The next hour, two hours, three hours, were great. As I mentioned earlier, at the Tour, a post-race press conference is normally the last place you want to be when you've just won, but that day the journalists were in danger of missing their deadlines, so long and so happily did I ramble on. Not that they minded – in fact, some of them looked as happy and excited as I did.
The text messages, the podium, the phone call to Melissa, the phone call from Aldag, from Brian – it was everything that I'd expected and much, much more.
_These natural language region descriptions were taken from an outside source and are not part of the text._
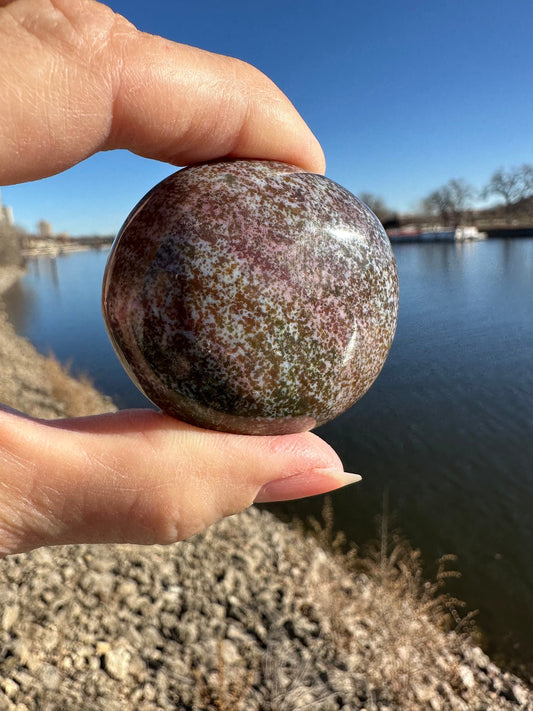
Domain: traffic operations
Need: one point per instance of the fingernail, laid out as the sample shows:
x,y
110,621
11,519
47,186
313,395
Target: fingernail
x,y
317,481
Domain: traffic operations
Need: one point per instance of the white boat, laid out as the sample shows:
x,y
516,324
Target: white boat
x,y
469,232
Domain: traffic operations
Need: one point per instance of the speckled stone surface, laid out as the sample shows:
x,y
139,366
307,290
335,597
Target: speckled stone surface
x,y
251,296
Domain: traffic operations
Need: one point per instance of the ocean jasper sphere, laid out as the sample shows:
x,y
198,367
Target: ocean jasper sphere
x,y
251,297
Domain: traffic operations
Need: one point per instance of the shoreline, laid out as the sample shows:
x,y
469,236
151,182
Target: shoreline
x,y
252,607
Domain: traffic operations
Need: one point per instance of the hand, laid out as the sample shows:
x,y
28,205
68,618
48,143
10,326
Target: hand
x,y
77,79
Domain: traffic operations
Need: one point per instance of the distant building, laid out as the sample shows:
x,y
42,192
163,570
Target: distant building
x,y
44,229
6,214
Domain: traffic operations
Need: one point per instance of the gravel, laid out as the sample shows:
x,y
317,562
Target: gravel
x,y
251,615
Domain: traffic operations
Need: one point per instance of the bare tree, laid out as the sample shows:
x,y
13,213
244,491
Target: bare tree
x,y
450,202
512,185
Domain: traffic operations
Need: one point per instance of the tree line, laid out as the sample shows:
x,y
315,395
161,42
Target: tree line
x,y
513,187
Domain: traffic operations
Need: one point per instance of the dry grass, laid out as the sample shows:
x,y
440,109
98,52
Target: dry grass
x,y
78,395
397,662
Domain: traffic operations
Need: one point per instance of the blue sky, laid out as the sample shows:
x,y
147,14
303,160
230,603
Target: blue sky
x,y
403,96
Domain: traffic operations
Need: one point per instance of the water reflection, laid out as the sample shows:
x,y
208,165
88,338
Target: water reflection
x,y
447,429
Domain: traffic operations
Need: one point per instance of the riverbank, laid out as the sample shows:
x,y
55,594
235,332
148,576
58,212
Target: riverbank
x,y
250,615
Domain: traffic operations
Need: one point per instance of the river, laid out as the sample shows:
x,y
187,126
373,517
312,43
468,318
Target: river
x,y
445,434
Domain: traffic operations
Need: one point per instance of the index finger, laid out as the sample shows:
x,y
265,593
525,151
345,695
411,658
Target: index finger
x,y
78,78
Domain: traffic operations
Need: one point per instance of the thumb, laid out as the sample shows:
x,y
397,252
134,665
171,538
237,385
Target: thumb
x,y
142,477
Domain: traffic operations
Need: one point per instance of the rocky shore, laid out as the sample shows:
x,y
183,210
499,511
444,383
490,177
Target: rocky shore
x,y
252,615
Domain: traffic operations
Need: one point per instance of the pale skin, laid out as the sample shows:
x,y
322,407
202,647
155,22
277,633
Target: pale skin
x,y
77,79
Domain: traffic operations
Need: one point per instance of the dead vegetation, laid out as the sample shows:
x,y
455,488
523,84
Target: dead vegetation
x,y
77,395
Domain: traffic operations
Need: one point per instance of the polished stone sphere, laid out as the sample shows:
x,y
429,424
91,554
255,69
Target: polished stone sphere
x,y
251,297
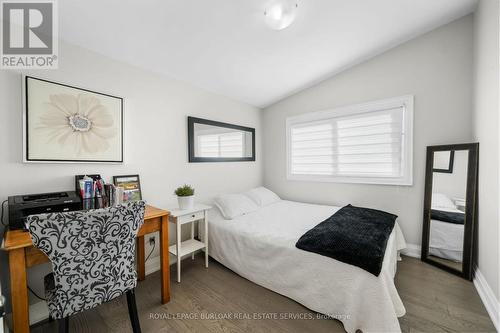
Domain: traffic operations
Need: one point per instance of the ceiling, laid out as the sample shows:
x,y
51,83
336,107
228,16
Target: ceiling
x,y
225,47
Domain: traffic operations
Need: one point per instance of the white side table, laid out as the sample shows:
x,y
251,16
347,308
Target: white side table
x,y
184,216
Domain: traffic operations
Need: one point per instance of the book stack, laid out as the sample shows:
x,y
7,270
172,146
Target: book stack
x,y
95,193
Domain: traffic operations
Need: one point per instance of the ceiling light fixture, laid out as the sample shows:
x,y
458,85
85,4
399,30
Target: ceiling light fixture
x,y
280,14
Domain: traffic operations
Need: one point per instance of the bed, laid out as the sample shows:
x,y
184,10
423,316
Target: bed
x,y
446,239
260,246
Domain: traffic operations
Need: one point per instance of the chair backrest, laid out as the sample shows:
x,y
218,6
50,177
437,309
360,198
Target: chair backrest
x,y
92,254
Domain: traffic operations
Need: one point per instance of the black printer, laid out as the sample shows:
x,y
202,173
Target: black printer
x,y
20,206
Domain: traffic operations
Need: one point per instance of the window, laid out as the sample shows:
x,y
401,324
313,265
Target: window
x,y
366,143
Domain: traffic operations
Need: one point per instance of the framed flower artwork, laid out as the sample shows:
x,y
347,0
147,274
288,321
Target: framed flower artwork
x,y
69,124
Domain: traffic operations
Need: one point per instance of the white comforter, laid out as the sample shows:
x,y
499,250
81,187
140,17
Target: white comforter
x,y
447,239
260,246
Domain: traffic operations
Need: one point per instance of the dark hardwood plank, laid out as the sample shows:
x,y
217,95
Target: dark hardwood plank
x,y
435,301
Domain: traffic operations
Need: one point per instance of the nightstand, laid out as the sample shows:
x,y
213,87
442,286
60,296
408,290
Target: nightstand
x,y
185,216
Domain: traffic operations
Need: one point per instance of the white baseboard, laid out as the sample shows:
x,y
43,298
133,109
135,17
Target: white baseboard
x,y
412,250
488,297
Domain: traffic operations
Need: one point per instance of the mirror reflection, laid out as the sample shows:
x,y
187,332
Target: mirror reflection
x,y
448,206
214,141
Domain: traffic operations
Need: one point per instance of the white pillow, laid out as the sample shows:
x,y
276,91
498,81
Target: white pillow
x,y
234,205
262,196
440,200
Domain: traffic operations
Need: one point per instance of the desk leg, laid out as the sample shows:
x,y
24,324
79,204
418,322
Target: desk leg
x,y
192,237
19,291
164,261
141,261
206,238
178,250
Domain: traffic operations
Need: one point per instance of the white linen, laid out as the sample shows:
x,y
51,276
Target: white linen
x,y
440,200
446,239
234,205
262,196
260,246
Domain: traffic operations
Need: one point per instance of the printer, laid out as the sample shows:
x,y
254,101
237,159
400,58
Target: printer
x,y
21,206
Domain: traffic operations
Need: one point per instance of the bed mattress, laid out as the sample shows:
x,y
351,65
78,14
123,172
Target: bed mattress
x,y
260,246
446,239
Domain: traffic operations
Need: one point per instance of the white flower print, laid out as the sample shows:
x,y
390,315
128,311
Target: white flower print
x,y
78,121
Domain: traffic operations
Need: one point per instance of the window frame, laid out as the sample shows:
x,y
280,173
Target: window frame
x,y
406,101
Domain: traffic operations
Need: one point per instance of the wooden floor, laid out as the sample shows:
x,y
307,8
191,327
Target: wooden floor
x,y
435,301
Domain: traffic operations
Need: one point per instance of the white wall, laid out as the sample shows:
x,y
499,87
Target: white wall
x,y
454,184
486,127
155,111
436,68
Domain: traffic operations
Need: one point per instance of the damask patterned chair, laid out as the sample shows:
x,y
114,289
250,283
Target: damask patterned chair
x,y
93,258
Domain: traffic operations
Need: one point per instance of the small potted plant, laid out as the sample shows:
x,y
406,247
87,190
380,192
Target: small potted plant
x,y
185,197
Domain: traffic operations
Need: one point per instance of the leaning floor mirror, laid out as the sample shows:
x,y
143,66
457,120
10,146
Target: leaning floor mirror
x,y
450,208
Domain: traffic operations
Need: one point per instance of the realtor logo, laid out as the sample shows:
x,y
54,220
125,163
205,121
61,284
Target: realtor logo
x,y
29,34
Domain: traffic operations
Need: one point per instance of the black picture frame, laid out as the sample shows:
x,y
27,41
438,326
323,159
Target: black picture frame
x,y
26,111
116,182
191,141
470,225
450,164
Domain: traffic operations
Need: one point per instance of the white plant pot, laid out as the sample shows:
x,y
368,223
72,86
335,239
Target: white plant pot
x,y
186,202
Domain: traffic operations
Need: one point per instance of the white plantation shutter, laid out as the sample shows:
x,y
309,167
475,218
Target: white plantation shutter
x,y
365,143
229,144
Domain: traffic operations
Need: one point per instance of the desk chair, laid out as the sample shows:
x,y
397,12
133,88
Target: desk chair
x,y
92,255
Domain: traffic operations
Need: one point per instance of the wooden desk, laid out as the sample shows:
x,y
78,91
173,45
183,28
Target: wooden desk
x,y
23,255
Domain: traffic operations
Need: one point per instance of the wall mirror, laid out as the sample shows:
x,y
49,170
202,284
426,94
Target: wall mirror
x,y
450,201
213,141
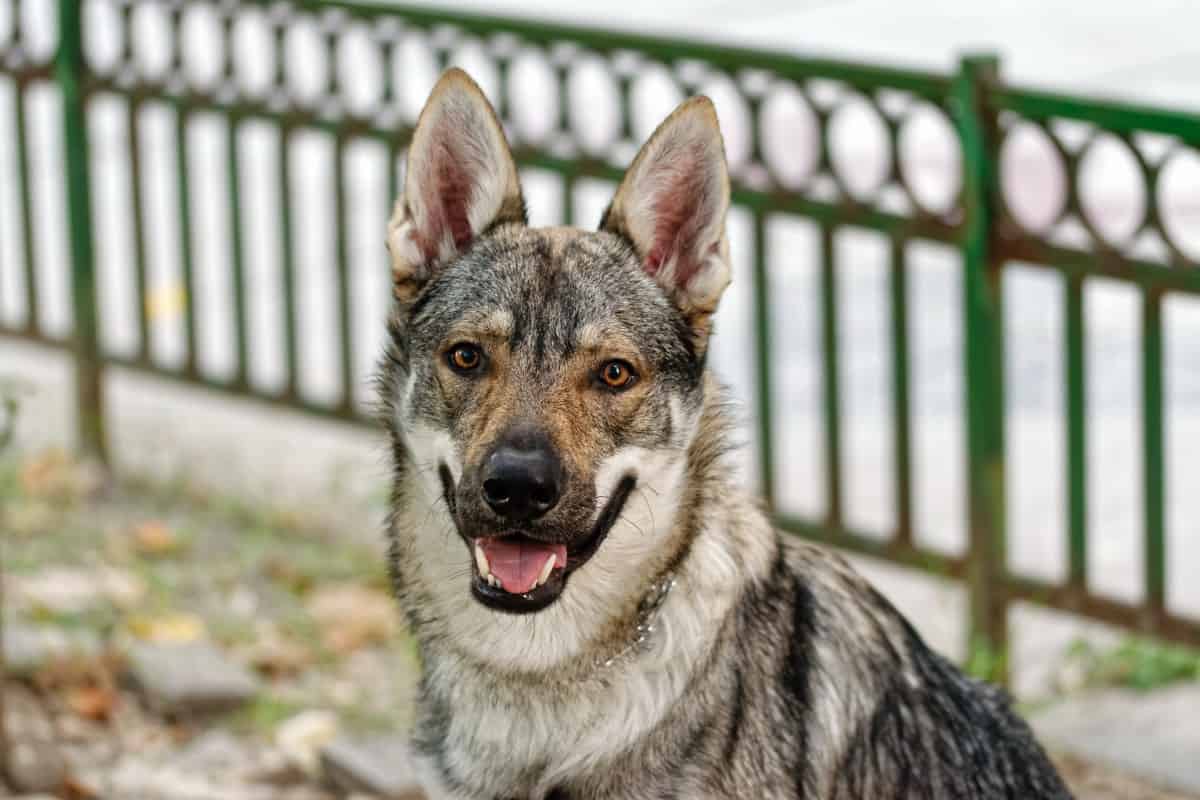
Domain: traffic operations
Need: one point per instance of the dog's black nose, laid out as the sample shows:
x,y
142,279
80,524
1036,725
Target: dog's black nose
x,y
522,485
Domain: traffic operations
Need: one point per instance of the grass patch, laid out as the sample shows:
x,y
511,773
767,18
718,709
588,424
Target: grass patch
x,y
1137,663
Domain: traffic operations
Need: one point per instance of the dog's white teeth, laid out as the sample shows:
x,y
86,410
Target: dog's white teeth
x,y
485,569
546,569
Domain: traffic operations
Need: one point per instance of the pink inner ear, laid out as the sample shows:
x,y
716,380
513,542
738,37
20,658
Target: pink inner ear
x,y
447,209
679,210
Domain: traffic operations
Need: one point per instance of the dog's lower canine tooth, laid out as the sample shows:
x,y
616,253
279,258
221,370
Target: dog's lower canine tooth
x,y
546,569
485,569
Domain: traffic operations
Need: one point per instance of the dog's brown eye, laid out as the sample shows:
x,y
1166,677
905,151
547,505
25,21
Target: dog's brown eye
x,y
617,374
465,358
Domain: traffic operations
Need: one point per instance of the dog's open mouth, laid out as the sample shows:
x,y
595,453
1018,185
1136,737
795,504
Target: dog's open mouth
x,y
517,573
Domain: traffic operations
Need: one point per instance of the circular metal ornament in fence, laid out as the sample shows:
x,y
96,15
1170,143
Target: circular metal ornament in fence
x,y
929,158
790,133
1110,187
1033,179
859,148
1179,203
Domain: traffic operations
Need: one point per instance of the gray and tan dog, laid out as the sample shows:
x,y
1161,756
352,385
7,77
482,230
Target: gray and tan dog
x,y
600,611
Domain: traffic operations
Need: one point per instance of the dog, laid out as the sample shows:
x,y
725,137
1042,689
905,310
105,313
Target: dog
x,y
600,611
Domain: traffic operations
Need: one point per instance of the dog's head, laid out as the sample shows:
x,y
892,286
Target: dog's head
x,y
539,379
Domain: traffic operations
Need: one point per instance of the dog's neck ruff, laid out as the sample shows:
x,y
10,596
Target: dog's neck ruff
x,y
647,613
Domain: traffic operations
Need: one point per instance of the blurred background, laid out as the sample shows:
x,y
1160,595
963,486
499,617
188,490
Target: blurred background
x,y
964,334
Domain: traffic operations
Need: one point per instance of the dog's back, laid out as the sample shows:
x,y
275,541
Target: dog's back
x,y
601,611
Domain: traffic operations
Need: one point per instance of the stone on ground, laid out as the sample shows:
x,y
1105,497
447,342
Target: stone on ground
x,y
381,767
190,678
28,649
1155,735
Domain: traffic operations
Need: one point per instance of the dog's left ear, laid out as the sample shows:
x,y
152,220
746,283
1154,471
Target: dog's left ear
x,y
460,181
672,204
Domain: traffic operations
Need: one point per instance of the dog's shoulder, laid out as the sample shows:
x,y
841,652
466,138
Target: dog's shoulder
x,y
893,716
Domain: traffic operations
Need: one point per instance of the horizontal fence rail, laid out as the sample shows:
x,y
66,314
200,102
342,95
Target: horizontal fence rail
x,y
275,83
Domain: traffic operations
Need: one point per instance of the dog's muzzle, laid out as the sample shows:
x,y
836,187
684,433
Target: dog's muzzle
x,y
517,572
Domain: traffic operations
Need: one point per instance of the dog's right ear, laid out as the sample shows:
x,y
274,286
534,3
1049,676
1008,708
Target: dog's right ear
x,y
460,181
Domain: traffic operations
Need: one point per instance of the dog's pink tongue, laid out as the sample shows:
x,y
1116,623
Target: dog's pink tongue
x,y
519,563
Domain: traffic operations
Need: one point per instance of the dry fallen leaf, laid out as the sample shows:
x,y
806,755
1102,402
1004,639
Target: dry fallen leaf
x,y
352,617
155,537
171,629
93,702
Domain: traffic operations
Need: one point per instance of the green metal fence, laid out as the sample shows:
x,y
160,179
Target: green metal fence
x,y
976,221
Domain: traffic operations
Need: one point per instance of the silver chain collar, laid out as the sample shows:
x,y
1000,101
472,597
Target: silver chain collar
x,y
646,613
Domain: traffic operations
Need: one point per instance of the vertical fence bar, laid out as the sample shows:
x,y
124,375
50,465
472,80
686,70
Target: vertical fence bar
x,y
983,325
343,278
901,410
1153,470
187,268
763,361
832,378
237,251
138,228
288,263
34,323
1077,435
89,371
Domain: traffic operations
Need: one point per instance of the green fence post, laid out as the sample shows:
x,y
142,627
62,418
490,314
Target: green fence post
x,y
89,379
984,368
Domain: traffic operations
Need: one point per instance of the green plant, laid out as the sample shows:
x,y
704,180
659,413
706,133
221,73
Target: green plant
x,y
1137,663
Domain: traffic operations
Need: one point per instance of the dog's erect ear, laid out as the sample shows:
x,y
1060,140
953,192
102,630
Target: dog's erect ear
x,y
672,204
460,181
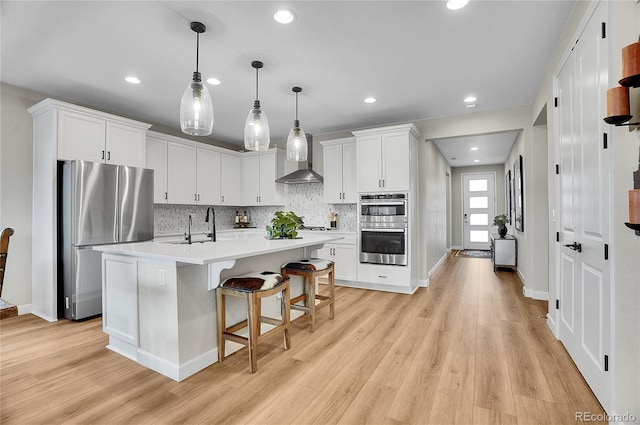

A couple of weeks earlier I'd been lying in bed, despairing for my health and, to a certain extent, my future as a pro cyclist. Now, I was standing on the podium with one of the greatest sprinters in the world, Robbie McEwen, on my right-hand side and 10,000 people in front of the stage, all thinking and saying the same thing: 'So this is the new kid on the block ...'
There were so many t
hings to do, so many people to talk to. Most importantly, there were people to thank. Above all of them there was Bernie Eisel.
'Mate, I couldn't have done that without you. Thank you so, so, so much ...' I told Bernie as I did my rounds of the rooms that evening, telling everyone – even Greipel – how grateful I was.
'Don't worry, I was fucked anyway ...' he shrugged.
If I was almost overwhelmed, Bernie's reaction epitomised the bloody-minded generosity that, just over a year later, would keep me in the Tour de France.